While most film audiences outside France will recognize Mathieu Amalric as the villain from Quantum of Solace, he's been directing films in addition to his great acting work for more than twenty years in his native country. HIs last feature, On Tour, about American burlesque dancers in France, won him a directing award at Cannes a few years ago. 

With his latest, The Blue Room, Amalric has created a wonderfully surreal yet subtle noir thriller, the kind that, while not necessarily surprising in content (it's based on the book by Georges Simenon), is strange enough in execution to keep the audience's interest and attention.

Julien (Amalric) had been having an extramarital affair with Esther (Stéphanie Cléau), who is also married; he is recounting their story to a magistrate, in regards to a crime that is slowly revealed over the course of the film.

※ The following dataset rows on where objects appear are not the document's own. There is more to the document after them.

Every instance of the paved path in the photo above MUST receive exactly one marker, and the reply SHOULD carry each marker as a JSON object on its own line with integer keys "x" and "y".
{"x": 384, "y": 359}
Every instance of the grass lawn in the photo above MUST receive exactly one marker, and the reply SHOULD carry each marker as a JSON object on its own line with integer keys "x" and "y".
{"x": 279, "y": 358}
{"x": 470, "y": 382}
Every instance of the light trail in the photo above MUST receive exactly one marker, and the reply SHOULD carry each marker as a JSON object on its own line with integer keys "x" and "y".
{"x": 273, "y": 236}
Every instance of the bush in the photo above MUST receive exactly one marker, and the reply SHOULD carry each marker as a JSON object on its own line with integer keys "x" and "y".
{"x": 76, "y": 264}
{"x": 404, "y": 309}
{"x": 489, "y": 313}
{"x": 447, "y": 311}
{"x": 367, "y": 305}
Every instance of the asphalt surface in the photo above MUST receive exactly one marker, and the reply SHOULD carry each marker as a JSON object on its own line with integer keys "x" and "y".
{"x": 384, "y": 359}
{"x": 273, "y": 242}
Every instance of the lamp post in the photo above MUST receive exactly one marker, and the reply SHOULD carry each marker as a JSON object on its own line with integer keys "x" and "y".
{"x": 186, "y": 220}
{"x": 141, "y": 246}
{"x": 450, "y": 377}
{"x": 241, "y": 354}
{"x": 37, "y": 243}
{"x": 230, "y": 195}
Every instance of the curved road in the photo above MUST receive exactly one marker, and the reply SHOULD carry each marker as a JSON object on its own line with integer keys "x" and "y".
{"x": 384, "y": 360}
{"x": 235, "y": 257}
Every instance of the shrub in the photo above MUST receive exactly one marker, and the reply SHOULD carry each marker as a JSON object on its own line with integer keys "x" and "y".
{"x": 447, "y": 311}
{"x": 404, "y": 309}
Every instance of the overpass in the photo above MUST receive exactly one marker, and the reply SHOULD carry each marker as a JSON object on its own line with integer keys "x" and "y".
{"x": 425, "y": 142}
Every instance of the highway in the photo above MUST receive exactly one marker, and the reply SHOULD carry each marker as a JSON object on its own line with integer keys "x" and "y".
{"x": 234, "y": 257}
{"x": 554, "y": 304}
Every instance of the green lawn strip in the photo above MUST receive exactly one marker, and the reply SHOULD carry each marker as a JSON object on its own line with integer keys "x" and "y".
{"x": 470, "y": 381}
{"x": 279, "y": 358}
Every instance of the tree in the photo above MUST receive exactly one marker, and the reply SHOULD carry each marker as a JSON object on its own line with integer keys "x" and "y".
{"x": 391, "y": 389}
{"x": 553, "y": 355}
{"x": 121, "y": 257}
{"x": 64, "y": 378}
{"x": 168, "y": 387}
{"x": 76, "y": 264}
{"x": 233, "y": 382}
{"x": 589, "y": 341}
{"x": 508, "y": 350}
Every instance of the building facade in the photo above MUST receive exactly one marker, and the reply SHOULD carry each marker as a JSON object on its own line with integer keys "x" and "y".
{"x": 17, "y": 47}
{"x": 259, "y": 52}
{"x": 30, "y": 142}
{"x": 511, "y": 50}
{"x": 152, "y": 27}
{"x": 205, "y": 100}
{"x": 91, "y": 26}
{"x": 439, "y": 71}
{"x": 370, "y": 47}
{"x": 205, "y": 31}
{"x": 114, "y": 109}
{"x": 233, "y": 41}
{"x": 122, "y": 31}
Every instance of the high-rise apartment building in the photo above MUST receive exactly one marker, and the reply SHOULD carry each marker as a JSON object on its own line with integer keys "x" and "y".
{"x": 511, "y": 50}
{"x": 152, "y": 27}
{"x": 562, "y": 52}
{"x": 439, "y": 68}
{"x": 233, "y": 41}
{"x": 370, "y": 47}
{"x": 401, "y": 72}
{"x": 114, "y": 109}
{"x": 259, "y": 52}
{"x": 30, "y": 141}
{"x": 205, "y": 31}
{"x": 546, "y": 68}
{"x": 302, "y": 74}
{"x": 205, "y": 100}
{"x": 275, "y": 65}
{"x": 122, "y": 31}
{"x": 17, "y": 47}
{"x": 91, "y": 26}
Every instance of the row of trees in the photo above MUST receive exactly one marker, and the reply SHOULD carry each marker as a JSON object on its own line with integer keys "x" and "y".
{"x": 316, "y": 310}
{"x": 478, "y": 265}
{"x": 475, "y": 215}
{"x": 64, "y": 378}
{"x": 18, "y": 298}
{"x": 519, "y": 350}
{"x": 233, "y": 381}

While passionate, and there is discussion of being together permanently, Julien eventually ends the affair, and Esther (whose husband has died under mysterious circumstances) is not so happy about that. The remainder of the film moves between the recounting of the affair to the current situation, as the despicable crime is slowly revealed, but who the guilty party is, left open for debate.

The first and last thirds of the film are definitely taking cues from Alain Resnais' Last Year in Marienbad, though perhaps with less obscurity. Voice-over dialogue narrates images of the titular room, with sweaty, sated bodies mingling in the heat; these are Julien's memories, which shift between Esther's figure, the window, the wallpaper. At times, it feels a little overdramatic; or at least, the score is, especially at the beginning, when we have yet to know why we should be so immediately emotionally engaged. As I said, the story is somewhat predictable, but it is engaging and pretty sexy. The middle section becomes a bit more expositional, though no less interesting.

Once Amalric gets into a rhythm, though, the films works very well. He has grown quite confidently into the director's role. He co-wrote the screenplay with his co-star Cléau (also his partner); as actors, they understand that, with a story such as this, the actors are as much a part of the mise-en-scene as they are meant to stand out from it. No role is thrown away, as even the supporting characters become affected by the lovers' toxic relationship. The use of academy ratio increases the sense of entrapment; it is as if the characters sense the edge of the screen that they can't go beyond, forcing them to face the consequences of their actions. Julien's and Esther's attempts to keep their passion contained within the walls of their room, instead is pushed along with them within the screen.

Cinematographer Christophe Beaucarne deserves much of the credit here, matching Amalric's surreal, mosaic concept with amazing lighting and attention to details that the audience pieces together. And there is a much darker intimate violence to the film than one normally finds in neo-noir; in one scene, Julien repeatedly dunks his wife Delphine under water when they are swimming. It's clear that Delphine knows about the affair, though says nothing, and Julien cannot stand her stoicism.

Amalric has crafted a fascinating and engaging film, more for atmosphere and construction than content perhaps, but it can certainly stand in the grand French tradition of stories of crime and passion. But I don't think the content is the point; it's not about the what, but the how, and how memories are constructed and remembered after the passion is gone, and all that's left is the pain.